Shifeng Xiong

Sequential Design and Analysis of High-Accuracy and Low-Accuracy Computer Codes

A growing trend in engineering and science is to use multiple computer codes with different levels of accuracy to study the same complex system. We propose a framework for sequential design and analysis of a pair of high-accuracy and low-accuracy computer codes. It first runs the two codes with a pair of nested Latin hypercube designs (NLHDs). Data from the initial experiment are used to fit a prediction model. If the accuracy of the fitted model is less than a prespecified threshold, the two codes are evaluated again with input values chosen in an elaborate fashion so that their expanded scenario sets still form a pair of NLHDs. The nested relationship between the two scenario sets makes it easier to model and calibrate the difference between the two sources. If necessary, this augmentation process can be repeated a number of times until the prediction model based on all available data has reasonable accuracy. The effectiveness of the proposed method is illustrated with several examples. Matlab codes are provided in the online supplement to this article.

Some Notes on the Nonnegative Garrote

Some notes on the use of the nonnegative garrote (NG) are given in this article. The main result is that, compared with other penalized least-squares methods, the NG has a natural selection of penalty function according to an estimator of prediction risk. Furthermore, two natural estimators of the tuning parameter which only involve very simple computations are proposed corresponding to the Akaike information criterion (AIC) and Bayesian information criterion (BIC), respectively. This indicates that to select tuning parameters, it may be unnecessary to optimize a model selection criterion repeatedly.
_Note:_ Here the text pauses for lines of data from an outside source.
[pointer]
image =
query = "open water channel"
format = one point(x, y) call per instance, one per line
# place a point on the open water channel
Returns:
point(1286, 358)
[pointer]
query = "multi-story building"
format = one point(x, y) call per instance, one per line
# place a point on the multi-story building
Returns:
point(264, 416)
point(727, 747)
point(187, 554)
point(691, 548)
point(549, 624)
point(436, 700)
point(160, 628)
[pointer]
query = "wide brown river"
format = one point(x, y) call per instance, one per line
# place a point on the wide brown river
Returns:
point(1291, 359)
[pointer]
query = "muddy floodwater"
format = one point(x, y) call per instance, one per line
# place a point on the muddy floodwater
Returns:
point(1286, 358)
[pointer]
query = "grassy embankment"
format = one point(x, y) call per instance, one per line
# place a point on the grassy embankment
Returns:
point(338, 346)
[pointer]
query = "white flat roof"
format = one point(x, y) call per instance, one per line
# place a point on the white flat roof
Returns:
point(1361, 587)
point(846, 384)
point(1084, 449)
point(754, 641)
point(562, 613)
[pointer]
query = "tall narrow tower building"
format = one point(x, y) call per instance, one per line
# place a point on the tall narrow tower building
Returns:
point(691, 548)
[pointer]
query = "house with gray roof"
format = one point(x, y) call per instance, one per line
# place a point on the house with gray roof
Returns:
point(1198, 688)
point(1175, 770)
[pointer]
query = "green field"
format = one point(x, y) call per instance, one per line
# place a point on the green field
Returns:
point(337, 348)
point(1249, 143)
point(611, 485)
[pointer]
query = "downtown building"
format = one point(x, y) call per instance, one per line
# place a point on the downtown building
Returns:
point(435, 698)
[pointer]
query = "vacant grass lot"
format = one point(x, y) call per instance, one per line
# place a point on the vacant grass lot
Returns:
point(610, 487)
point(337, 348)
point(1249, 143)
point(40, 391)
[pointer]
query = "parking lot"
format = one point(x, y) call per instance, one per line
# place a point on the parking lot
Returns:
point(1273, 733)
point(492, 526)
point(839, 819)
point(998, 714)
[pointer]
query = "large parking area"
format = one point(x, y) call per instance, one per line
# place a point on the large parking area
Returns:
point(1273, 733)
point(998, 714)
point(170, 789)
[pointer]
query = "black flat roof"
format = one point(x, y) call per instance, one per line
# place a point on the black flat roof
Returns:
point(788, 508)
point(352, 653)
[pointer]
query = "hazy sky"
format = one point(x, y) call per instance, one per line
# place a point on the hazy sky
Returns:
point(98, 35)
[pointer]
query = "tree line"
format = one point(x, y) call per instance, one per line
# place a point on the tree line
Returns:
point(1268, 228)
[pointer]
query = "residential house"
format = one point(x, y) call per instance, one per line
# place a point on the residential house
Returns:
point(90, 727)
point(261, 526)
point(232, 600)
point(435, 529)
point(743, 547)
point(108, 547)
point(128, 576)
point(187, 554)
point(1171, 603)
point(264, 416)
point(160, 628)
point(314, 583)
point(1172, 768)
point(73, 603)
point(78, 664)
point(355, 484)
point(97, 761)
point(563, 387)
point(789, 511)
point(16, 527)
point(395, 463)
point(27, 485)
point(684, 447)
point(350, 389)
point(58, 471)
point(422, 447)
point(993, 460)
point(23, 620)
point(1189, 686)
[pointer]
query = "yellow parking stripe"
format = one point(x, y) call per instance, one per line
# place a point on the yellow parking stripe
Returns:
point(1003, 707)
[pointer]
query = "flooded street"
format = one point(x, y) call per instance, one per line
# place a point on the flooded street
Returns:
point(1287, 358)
Several reasonable NG estimators with natural tuning parameters are proposed for multicollinearity problems and other problems. Simulation results and a real data analysis are reported for testing the results obtained previously.
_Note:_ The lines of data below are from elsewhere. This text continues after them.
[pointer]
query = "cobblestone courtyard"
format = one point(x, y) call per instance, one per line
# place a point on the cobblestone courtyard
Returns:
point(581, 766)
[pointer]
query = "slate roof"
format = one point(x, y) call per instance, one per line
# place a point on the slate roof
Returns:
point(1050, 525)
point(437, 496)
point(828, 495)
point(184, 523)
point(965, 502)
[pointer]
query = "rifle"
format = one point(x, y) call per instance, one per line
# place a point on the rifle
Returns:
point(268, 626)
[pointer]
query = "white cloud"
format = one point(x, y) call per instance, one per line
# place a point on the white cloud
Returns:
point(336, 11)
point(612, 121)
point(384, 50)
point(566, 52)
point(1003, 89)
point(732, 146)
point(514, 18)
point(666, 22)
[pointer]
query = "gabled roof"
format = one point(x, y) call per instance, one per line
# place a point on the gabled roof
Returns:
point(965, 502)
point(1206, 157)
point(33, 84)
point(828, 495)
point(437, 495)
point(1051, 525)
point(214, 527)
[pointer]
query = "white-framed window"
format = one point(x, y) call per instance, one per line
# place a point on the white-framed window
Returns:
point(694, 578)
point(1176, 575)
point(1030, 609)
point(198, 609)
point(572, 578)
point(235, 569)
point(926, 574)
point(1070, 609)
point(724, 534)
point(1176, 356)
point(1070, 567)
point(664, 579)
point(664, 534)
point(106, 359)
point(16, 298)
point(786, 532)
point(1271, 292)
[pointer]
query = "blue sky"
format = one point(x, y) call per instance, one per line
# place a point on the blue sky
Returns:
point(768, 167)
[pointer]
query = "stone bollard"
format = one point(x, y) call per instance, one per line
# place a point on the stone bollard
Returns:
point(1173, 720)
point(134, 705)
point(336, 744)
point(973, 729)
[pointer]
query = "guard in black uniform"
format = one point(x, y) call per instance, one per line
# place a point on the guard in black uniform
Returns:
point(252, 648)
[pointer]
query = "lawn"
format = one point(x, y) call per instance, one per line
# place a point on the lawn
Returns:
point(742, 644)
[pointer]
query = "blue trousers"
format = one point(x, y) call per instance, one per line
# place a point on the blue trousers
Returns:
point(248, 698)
GENERALIZED CONFIDENCE REGIONS OF FIXED EFFECTS IN THE TWO-WAY ANOVA

The authors discuss the unbalanced two-way ANOVA model under heteroscedasticity. By taking the generalized approach, the authors derive the generalized p-values for testing the equality of fixed effects and the generalized confidence regions for these effects. The authors also provide their frequentist properties in large-sample cases. Simulation studies show that the generalized confidence regions have good coverage probabilities.

Simultaneous confidence intervals for one-way layout based on generalized pivotal quantities

In this paper, we consider simultaneous confidence intervals for all-pairwise comparisons of treatment means in a one-way layout under heteroscedasticity. Two kinds of simultaneous intervals are provided based on the fiducial generalized pivotal quantities of the interest parameters. We prove that they both have asymptotically correct coverage. Simulation results and an example are also reported. It is concluded from calculational evidence that the second kind of simultaneous confidence intervals, which we provide, performs better than existing methods.
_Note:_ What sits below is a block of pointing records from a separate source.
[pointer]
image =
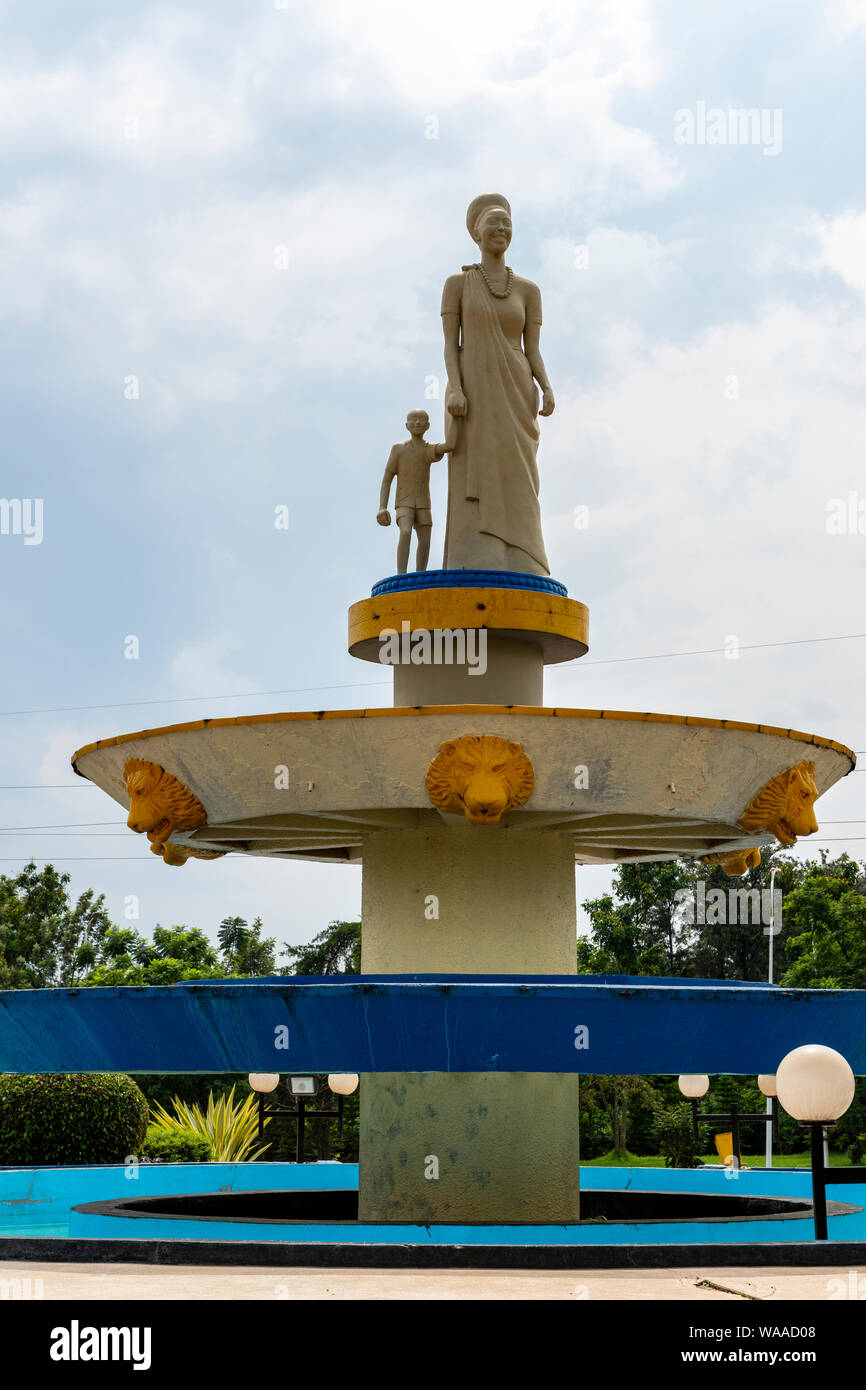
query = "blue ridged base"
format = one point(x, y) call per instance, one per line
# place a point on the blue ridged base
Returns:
point(467, 580)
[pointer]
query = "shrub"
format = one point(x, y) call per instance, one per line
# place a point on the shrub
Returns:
point(230, 1126)
point(74, 1118)
point(674, 1136)
point(175, 1146)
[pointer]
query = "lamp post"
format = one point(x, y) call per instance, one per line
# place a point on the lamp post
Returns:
point(815, 1086)
point(770, 1096)
point(694, 1087)
point(302, 1087)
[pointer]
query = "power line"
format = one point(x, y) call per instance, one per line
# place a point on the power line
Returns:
point(68, 824)
point(303, 690)
point(715, 651)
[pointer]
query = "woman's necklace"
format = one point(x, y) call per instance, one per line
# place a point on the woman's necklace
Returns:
point(496, 293)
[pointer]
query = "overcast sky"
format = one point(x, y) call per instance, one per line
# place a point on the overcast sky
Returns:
point(224, 234)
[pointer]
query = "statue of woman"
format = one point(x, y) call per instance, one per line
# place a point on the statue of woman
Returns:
point(492, 327)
Generalized Inference for a Class of Linear Models Under Heteroscedasticity

In this article we study inferences for a class of linear models under heteroscedasticity. Using the generalized inference approach, we obtain the generalized p-values of two-sided hypotheses for the multi-dimensional location parameters and one-sided hypotheses for the scale parameters, respectively. Some frequentist properties in small-sample cases and large-sample cases are proven.

An asymptotics look at the generalized inference

This paper provides an asymptotics look at the generalized inference through showing connections between the generalized inference and two widely used asymptotic methods, the bootstrap and plug-in method. A generalized bootstrap method and a generalized plug-in method are introduced. The generalized bootstrap method can not only be used to prove asymptotic frequentist properties of existing generalized confidence regions through viewing fiducial generalized pivotal quantities as generalized bootstrap variables, but also yield new confidence regions for the situations where the generalized inference is unavailable. Some examples are presented to illustrate the method. In addition, the generalized F-test (Weerahandi, 1995 [26]) can be derived by the generalized plug-in method, then its asymptotic validity is obtained.

Nonparametric Interval Estimation in One-Way Random-Effects Models

The structural method provided by Hannig et al. (2006) has proved to be a useful tool for constructing confidence intervals. However, it is difficult to apply this method to nonparametric problems since the pivotal quantity required in using it exists only in some special parametric models. Based on an extended structural method, this article discusses nonparametric interval estimation for smooth functions of the variances in one-way random-effects models. We use the bootstrap distribution estimator of a statistic to construct an approximate pivotal equation, and prove that the confidence interval derived by the approximate pivotal equation has asymptotically correct coverage probability. Simulation results are presented and show that the normal fiducial interval is not robust against non normality and that the proposed confidence interval has better finite-sample behaviors than the naive interval based on normal approximation.

Orthogonalizing EM: A design-based least squares algorithm.

We introduce an efficient iterative algorithm, intended for various least squares problems, based on a design of experiments perspective. The algorithm, called orthogonalizing EM (OEM), works for ordinary least squares (OLS) and can be easily extended to penalized least squares. The main idea of the procedure is to orthogonalize a design matrix by adding new rows and then solve the original problem by embedding the augmented design in a missing data framework. We establish several attractive theoretical properties concerning OEM. For the OLS with a singular regression matrix, an OEM sequence converges to the Moore-Penrose generalized inverse-based least squares estimator. For ordinary and penalized least squares with various penalties, it converges to a point having grouping coherence for fully aliased regression matrices. Convergence and the convergence rate of the algorithm are examined. Finally, we demonstrate that OEM is highly efficient for large-scale least squares and penalized least squares problems, and is considerably faster than competing methods when n is much larger than p. Supplementary materials for this article are available online.

Local optimization-based statistical inference

This paper introduces a local optimization-based approach to test statistical hypotheses and to construct confidence intervals. This approach can be viewed as an extension of bootstrap, and yields asymptotically valid tests and confidence intervals as long as there exist consistent estimators of unknown parameters. We present simple algorithms including a neighborhood bootstrap method to implement the approach. Several examples in which theoretical analysis is not easy are presented to show the effectiveness of the proposed approach.

Inference on System Reliability for Independent Series Components

In this article, we study inferences for reliability functions of the system having two components connected in series. Suppose that the lifetime of one component has a lognormal distribution. Lognormal, exponential, and weibull distributions are considered for the lifetime of the other component. Using the generalized inference approach, we obtain confidence intervals of our interested parameters with good coverage. Some frequentist properties in small-sample cases and large-sample cases are proved.